The “who said it better” crowd of pundits and talking heads fighting it out to lay claim to “their guy” beating the pants off the other one belies the facts.

Romney’s “bounce” apparently earned him a big one pointer whereas Obama’s is said to have racked up a meager 3. What does this tell us?

It might tell us that most of the nation is “campaign weary”. Each election cycle seems to last forever offering nothing but buckets of hot air, lies, distortions, and just plain foolishness masked as political dialogue. The GOP managed a few laughs along the way when considering the likes of Rick Perry, Michele Bachmann, and Herman Cain as future POTUS. In the end the selection boiled down to one of the most disingenuous, lackluster, flip flopping, candidates ever to emerge as their standard bearer.

The Dems found themselves “stuck” as well.
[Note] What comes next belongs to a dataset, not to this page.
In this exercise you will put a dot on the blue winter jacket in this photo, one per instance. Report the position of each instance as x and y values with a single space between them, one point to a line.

Disenchanted with their current title holder, their suspicions that perhaps this guy could not be wholly trusted to stand firm was seen willing to “cave in” to the crazies in the spirit of “compromise”.  “Catfood Commission” anyone?

What is at stake in November is not the candidate as much as what we regard as our way of life. One side is eager to dismantle every social contract that binds government to its people.

The other side is declares their willingness to “fight” against these proposals. The question remains: who do we trust to stand up for us?

Still mired in a bloody conflict in Afghanistan, still dependent upon foreign oil, still subsidizing that same industry raking in billions, still waiting hat in hand for the banks to loosen its grip, still bogged down with high unemployment numbers, still arguing over the right to privacy, still expecting some measure of accountability from those who f*cked up in the first place, the nation itself is at the mercy of a handful of politicians whose appeal is less than inspiring.

These politicians refer to us as lazy, slutty, fools, and whiners. We “leech off the tit of government”. We sit around in hammocks waiting for the mailman to deliver our unemployment checks. We are failures. We are mocked, ridiculed, vilified and demeaned for wanting to stand up to power. Women victims of rape are consdidered “blessed”.  We are treated as faceless numbers until that 4 year cycle of proposed “change” rolls around but shelved during the interim as if we don’t count for much.

Treated to a few days of soaring rhetoric and lame speeches that mean absolutely nothing in the real world, these supposed “leaders” offer up the usual piles of smelly manure with promises that will never be fulfilled. No wonder the “bounce” becomes a “thud” when the stage is dismantled and the confetti is swept away.

I’ve had it with the Tea Party crazies, the racist rants, “U.S.A., U.S.A.” chants, the birthers, the “job creators”, the woman haters, the budget cutters, the anti unionists, the voter suppressors, the privatizers, Citizens United, the rape redefiners, and the wealthy apologizers.

I’m sick of listening to liars pretending to care about education while making cuts to the education budget. I’m incensed listening to claims that cutting back on healthcare access will make this nation strong. I’m exhausted listening to idiots proposing to turn the environment into one big strip mall as a means of creating jobs. I’m weary with those who prefer fantasy over facts when it comes to climate change. I’m disgusted by those who declare they are implementing “god’s will” into a secular society to punish “god’s children” in making discrimination the law of the land.

The anticipated “bounce” that never happened tells us that the majority of the nation has had it when it comes to any more of the abuse.

And that was never more evident when a “reality show” as dimwitted and offensive as “Here Comes Honey Boo Boo!” led in the ratings game during the speeches outlining their future vision.

The public at large “gets it”. We don’t care whose husband is more “loving”. Or whose ancestors were more “determined”. Or whose life story compares with Huck Finn.

When they turn their backs on us it is only expected that we do the same in return.

“Honey Boo Boo” may be a piece of garbage by any cultural standard but it doesn’t pretend to be otherwise.

There’s a lesson there somewhere that both parties would be wise to discover in seeking that elusive “bounce”.   Otherwise they may discover that they too are “on their own”.